Authors: Satyapriya Krishna, Chirag Agarwal, Himabindu Lakkaraju

ICML 2024 | Conference PDF | Archive PDF | Plain Text | LLM Run Details

Reproducibility Variable Result LLM Response
Research Type Experimental Our extensive experiments explore the intricacies of iterative prompting variants, examining their influence on the accuracy and calibration of model responses.
Researcher Affiliation Academia Satyapriya Krishna 1 Chirag Agarwal 1 Himabindu Lakkaraju 1 1Harvard University. Correspondence to: Satyapriya Krishna <skrishna@g.harvard.edu>.
Pseudocode No No explicit pseudocode or algorithm blocks are present in the paper.
Open Source Code No No explicit statement about providing open-source code for their methodology or a link to a code repository is found in the paper.
Open Datasets Yes To empirically analyse the impact of iterative prompting on truthfulness, we use Truthful QA(Lin et al., 2021), which serves as a benchmark designed to evaluate the truthfulness of LLM responses.
Dataset Splits No For our experiments, we focused on the multiple-choice test samples of Truthful QA in which there is only one correct answer out of all the provided options (named mc1_targets in (Truthful QA, 2021)).
Hardware Specification No We experimented with Open AI GPT-3.5 (Open AI-GPT, 2022) for all our experiments, named as gpt-3.5-turbo-16k-0613 for API endpoint. The results for open-source, instruction-tuned models such as Llama-2-70b-chat-hf (Touvron et al., 2023) and Mixtral-8x7B-Instruct-v0.1 (Jiang et al., 2024) are provided in Appendix B.

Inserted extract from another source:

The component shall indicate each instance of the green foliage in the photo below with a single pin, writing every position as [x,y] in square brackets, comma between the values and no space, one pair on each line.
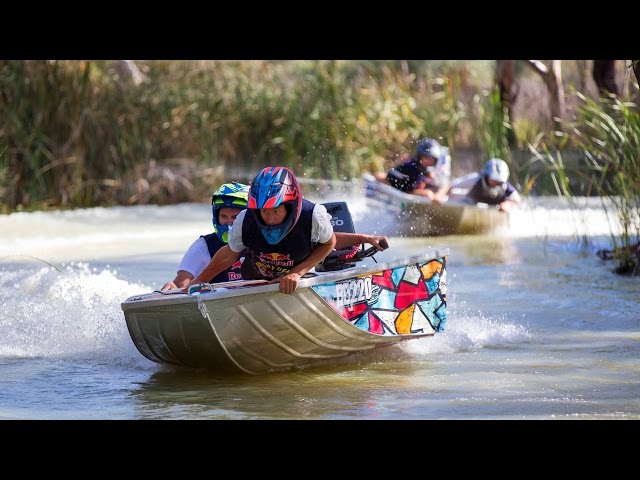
[81,133]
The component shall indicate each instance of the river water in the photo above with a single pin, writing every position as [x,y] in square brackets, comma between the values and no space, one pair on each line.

Software Dependencies No We compute confidence of the prediction by using the logprobs returned for the answer token by the Open AI API reponse, similar to the setup used in (Zhang et al., 2023; Hills & Anadkat, 2023).
Experiment Setup Yes We iteratively prompt the model using various strategies for 10 iterations, aiming to discern the trend in performance with increasing number of prompt iterations. We set the temperature of temperature sampling to 1.0 to allow for sufficient exploration, commonly employed in setups related to truthfulness (Chen et al., 2023a).